A minha mãe mostrou-me o patriotismo mais puro quando me ensinou a procurar o selo de produção nacional no supermercado. Ela, que por acaso nem nasceu em Portugal, é muito patriota: sempre que pode, procura a carne, o peixe e a fruta produzidos cá. E hoje, dia de feira, há de ir ao mercado, à banca da D. Idalina, comprar legumes locais, em vez de os trazer já lavados, embalados em plástico, da prateleira de uma grande superfície, que os vende mais caros, menos saborosos e com maior pegada ambiental. Depois, há de pegar nos sapatos que pedem arranjo e nas calças que precisam de bainha e há de levá-los ao sapateiro e à costureira na mesma rua, antes de passar pela padaria com "os melhores folhadinhos do Mundo", que calha de situar-se em Ermesinde (sorte a nossa).
Esse é o patriotismo que aprendi e acompanho - o que se importa com as pessoas, com os negócios locais, com os produtores e comerciantes da esquina. O patriotismo que não é sinónimo de trincheira, nem de hino nacional.
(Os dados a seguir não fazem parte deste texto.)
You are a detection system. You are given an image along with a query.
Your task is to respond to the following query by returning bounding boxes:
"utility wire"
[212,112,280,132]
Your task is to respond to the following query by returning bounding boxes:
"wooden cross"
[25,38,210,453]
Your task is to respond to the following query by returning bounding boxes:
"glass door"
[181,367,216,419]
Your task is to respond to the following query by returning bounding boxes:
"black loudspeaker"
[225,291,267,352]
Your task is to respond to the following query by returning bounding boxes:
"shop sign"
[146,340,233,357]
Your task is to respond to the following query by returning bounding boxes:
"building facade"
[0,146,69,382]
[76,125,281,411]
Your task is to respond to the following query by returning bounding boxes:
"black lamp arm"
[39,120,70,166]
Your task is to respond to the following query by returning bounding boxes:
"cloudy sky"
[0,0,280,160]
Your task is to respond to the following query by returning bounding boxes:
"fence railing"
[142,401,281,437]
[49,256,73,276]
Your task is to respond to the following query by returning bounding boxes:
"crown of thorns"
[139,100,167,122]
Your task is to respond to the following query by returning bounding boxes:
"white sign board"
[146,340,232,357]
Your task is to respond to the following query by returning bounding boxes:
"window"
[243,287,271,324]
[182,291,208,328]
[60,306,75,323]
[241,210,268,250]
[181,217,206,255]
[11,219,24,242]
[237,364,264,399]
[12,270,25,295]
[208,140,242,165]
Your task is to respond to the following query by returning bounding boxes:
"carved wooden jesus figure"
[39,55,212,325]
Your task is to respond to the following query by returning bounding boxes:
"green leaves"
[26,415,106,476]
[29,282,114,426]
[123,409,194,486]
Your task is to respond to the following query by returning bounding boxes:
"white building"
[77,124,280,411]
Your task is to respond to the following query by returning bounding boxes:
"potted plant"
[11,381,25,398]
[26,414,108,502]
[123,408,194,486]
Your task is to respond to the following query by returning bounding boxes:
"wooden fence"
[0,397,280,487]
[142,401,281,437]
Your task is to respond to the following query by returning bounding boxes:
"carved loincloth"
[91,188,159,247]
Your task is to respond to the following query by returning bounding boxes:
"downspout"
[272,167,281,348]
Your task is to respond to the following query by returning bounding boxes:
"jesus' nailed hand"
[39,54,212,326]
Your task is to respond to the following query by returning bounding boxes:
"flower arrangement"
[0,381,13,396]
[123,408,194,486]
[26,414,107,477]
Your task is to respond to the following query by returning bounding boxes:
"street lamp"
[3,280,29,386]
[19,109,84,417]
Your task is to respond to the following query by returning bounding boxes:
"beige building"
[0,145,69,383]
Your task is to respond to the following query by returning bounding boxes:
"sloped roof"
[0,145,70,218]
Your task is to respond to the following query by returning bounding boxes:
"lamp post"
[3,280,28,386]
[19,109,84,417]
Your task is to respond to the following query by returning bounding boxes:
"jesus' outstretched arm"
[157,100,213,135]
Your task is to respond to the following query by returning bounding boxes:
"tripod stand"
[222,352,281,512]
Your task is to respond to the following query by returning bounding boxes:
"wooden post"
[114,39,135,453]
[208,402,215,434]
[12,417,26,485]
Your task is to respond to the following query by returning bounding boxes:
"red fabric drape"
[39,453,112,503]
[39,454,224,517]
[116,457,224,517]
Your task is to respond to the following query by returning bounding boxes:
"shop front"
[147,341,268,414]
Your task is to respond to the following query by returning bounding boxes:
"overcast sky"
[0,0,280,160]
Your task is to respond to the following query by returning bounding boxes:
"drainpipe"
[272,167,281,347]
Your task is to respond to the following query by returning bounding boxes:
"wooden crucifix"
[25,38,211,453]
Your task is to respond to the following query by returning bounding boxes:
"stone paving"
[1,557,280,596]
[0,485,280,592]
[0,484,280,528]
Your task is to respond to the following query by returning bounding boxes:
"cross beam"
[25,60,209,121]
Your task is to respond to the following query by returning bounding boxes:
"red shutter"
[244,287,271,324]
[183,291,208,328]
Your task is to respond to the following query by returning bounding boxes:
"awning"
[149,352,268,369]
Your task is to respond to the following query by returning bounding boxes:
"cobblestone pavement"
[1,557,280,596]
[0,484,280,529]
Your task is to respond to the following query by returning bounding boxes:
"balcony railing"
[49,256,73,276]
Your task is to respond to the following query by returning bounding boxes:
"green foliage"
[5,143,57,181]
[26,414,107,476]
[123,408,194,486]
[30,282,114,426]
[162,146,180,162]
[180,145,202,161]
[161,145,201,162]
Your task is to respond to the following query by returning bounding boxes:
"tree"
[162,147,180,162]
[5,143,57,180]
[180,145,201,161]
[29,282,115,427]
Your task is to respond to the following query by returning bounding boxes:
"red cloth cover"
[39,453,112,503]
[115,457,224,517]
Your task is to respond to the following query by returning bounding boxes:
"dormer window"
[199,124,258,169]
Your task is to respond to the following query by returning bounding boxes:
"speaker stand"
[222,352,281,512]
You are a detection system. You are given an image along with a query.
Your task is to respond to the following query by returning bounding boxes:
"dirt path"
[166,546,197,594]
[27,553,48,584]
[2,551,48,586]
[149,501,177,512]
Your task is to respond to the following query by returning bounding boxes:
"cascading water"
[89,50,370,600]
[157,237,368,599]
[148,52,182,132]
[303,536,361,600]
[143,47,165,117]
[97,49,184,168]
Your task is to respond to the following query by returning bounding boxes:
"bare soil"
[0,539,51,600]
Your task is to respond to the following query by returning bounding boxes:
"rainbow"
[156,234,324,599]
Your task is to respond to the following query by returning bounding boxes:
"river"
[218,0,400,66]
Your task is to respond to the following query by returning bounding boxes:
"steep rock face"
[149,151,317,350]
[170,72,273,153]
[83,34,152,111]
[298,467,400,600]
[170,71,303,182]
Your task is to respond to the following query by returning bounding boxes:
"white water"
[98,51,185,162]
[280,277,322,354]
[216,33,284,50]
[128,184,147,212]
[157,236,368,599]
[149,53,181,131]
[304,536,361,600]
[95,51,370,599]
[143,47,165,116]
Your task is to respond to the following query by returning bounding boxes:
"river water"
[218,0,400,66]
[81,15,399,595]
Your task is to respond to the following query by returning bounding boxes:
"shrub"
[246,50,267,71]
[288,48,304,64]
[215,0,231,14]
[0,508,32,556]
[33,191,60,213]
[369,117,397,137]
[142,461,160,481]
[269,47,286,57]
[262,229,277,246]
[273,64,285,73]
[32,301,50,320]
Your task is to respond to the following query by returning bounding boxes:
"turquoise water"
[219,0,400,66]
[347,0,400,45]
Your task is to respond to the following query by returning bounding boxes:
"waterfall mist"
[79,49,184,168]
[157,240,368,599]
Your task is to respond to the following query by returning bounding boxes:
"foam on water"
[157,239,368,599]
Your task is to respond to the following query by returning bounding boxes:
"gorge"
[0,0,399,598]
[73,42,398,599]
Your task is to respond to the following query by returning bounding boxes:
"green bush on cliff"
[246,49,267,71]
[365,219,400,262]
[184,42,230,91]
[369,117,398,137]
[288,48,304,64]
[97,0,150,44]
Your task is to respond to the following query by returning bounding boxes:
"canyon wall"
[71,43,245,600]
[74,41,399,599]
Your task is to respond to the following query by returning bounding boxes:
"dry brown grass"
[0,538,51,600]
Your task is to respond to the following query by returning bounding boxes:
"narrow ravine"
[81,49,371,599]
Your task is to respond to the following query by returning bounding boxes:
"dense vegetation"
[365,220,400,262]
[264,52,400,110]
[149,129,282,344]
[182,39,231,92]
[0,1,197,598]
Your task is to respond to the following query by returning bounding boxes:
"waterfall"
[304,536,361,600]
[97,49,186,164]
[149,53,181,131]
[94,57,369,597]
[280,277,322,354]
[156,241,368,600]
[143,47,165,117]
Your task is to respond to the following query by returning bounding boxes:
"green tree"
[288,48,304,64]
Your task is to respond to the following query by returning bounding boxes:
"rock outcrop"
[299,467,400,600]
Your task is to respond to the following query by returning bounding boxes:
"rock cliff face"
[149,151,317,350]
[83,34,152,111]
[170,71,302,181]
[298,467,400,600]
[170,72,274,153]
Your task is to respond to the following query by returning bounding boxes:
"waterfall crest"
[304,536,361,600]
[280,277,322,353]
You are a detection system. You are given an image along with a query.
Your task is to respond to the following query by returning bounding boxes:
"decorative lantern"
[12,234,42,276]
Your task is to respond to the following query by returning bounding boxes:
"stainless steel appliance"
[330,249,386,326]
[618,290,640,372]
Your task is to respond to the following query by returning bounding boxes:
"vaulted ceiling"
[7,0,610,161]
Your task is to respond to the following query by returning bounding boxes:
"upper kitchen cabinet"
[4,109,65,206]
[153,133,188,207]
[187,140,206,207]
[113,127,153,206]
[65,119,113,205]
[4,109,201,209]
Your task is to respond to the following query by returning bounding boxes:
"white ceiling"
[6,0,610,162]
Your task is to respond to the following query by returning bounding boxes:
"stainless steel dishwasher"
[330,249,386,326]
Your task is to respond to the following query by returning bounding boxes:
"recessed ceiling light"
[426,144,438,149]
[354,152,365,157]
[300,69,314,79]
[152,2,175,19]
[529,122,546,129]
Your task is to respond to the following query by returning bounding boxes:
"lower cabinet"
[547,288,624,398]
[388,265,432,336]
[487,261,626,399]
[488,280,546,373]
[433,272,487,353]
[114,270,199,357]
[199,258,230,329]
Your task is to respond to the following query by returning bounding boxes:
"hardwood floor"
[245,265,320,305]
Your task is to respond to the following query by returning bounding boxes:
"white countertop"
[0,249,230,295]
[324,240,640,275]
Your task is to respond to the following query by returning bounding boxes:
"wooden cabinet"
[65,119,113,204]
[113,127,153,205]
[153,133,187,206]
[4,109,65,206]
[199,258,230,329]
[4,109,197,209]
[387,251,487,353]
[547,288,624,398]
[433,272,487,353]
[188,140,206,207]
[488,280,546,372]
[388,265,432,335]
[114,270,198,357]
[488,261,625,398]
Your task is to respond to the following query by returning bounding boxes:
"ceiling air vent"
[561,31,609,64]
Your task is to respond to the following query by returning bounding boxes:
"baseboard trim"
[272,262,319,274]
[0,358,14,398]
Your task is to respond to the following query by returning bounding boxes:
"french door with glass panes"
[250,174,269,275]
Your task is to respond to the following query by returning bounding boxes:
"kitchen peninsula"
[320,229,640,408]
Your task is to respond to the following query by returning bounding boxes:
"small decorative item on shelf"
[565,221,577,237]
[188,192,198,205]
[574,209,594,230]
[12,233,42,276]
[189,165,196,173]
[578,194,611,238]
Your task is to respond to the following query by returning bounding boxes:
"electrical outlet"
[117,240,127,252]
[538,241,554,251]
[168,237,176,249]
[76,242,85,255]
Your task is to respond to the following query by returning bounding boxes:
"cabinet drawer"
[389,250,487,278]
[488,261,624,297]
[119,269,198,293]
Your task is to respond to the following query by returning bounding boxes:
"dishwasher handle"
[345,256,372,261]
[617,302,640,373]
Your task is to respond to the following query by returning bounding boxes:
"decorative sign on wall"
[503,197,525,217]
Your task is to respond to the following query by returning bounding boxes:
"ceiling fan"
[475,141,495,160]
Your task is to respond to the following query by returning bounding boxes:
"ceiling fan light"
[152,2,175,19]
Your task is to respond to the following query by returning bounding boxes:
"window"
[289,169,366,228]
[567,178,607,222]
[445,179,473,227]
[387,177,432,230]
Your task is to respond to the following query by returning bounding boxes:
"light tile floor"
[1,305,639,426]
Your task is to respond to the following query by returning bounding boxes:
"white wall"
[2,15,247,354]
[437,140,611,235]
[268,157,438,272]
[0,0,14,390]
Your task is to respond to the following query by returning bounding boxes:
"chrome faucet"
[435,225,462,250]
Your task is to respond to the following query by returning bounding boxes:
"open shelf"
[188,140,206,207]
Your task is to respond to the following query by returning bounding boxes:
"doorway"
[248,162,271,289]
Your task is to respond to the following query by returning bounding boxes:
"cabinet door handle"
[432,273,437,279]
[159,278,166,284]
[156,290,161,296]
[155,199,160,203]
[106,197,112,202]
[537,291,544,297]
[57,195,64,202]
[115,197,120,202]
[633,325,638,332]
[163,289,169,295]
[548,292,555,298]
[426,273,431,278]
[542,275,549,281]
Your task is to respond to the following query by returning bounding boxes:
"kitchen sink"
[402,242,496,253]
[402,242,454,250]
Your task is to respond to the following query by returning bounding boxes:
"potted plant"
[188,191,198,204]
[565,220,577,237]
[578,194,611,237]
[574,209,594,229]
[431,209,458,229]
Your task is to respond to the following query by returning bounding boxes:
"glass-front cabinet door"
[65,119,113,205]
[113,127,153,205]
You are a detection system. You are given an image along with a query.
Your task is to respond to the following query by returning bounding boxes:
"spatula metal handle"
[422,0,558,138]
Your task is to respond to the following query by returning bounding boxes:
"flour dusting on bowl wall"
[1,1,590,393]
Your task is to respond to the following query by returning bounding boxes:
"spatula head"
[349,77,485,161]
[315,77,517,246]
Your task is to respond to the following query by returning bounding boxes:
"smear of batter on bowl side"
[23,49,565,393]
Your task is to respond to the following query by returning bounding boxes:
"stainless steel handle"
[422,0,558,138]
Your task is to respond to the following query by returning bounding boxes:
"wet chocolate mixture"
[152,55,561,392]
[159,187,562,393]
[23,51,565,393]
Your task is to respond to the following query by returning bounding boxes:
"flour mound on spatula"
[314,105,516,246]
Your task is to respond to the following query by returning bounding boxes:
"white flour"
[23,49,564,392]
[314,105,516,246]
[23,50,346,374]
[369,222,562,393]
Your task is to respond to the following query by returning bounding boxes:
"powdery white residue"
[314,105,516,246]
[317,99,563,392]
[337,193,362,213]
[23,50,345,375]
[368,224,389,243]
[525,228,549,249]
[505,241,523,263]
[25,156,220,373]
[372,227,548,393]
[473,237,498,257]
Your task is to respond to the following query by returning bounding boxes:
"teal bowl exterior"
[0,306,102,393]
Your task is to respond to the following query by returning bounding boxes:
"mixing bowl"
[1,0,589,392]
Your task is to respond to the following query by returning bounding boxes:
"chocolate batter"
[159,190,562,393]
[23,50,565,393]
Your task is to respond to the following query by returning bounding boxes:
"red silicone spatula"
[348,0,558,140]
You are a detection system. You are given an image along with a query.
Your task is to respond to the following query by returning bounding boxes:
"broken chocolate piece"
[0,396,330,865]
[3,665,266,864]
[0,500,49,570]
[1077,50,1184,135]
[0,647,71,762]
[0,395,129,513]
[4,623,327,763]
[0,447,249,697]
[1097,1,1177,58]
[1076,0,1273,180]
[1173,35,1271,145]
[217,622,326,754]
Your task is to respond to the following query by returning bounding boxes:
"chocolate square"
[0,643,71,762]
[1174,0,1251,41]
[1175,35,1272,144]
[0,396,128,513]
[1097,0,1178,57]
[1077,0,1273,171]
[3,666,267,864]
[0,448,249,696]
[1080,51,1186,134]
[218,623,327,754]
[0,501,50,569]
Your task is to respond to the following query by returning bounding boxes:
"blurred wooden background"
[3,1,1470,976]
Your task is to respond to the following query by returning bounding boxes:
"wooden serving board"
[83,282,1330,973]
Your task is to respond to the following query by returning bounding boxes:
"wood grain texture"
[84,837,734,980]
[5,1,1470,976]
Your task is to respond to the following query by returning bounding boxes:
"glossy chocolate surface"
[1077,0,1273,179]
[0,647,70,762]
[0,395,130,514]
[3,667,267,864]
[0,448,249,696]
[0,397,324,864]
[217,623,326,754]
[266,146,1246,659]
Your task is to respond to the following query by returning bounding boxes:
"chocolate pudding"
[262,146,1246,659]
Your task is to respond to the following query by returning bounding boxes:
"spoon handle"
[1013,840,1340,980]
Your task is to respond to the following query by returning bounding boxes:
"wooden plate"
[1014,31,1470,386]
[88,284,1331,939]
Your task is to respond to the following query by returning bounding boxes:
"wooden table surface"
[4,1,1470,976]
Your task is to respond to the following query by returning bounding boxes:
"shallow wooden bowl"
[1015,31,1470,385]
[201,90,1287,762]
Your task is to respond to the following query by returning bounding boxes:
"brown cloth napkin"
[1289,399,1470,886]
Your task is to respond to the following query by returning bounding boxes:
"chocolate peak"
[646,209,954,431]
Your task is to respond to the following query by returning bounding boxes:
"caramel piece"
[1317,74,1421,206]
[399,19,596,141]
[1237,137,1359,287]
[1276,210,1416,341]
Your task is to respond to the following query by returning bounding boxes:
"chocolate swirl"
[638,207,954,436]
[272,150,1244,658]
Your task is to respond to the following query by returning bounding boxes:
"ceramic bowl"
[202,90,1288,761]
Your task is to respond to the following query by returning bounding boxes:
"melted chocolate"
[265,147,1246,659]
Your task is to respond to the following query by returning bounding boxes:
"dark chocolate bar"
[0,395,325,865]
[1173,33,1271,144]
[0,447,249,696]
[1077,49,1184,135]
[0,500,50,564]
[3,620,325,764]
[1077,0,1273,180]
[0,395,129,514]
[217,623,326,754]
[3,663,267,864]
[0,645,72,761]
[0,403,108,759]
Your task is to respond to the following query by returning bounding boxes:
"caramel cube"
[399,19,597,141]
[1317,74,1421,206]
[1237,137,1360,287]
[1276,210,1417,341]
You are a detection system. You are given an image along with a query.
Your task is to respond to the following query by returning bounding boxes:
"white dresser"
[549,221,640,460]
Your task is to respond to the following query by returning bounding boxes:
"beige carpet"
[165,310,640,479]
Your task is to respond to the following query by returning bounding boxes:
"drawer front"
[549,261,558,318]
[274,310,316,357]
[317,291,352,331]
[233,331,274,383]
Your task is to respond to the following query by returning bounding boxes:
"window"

Que não faz eco de um discurso de medo embrulhado numa bandeira verde e vermelha a cheirar a mofo, que só areja nos jogos da seleção, quando "os que vieram para cá roubar os nossos direitos" marcam golo. O patriotismo sem megafone que valoriza o produto do vizinho e faz a economia local circular, em vez de mandar o vizinho circular para outro lado - parecendo que não, é muito diferente.
Recuperado nos últimos anos como slogan político e arma de arremesso, o patriotismo foi sequestrado pelo esquadrão que vê o país como uma fortaleza sob cerco inimigo, trazendo saudade do tempo em que ser-se patriota era apenas encher o peito de emoção ao ouvir "heróis do mar, nobre povo, nação valente". Só que o povo perde nobreza e a nação valentia quando o verdadeiro patriotismo, que não precisa de construir inimigos para se afirmar, é conspurcado e relegado para uma ideia de pureza cultural, étnica e histórica que sabemos nunca ter existido - Portugal sempre foi mistura, travessia e encontro. Essa manipulação tem um custo: transforma o amor ao país numa espécie de ressentimento institucional.
É na prática quotidiana que se exercita o patriotismo silencioso e sem teatralidade: ao privilegiar o comércio local na época que agora espreita; ao participar na vida da comunidade; ao consumir e apoiar a música portuguesa (parênteses para lembrar que o Spotify, que por esta altura faz um apanhado das músicas mais ouvidas por cada utilizador, paga um terço de cêntimo a meio cêntimo aos artistas, por cada faixa reproduzida). E também ao ser obstáculo à ameaça de destruição e privatização do espaço público natural, como nas praias de Troia a Melides, de que empresários ricos (e estrangeiros) tentam fazer-se donos - aceitá-lo sem resistência não será lá muito patriota por parte de quem assim se apregoa.
Talvez esteja na altura de resgatarmos o patriotismo original: o que se pratica e não apenas se proclama. Não o que grita mais alto, mas o que cuida melhor.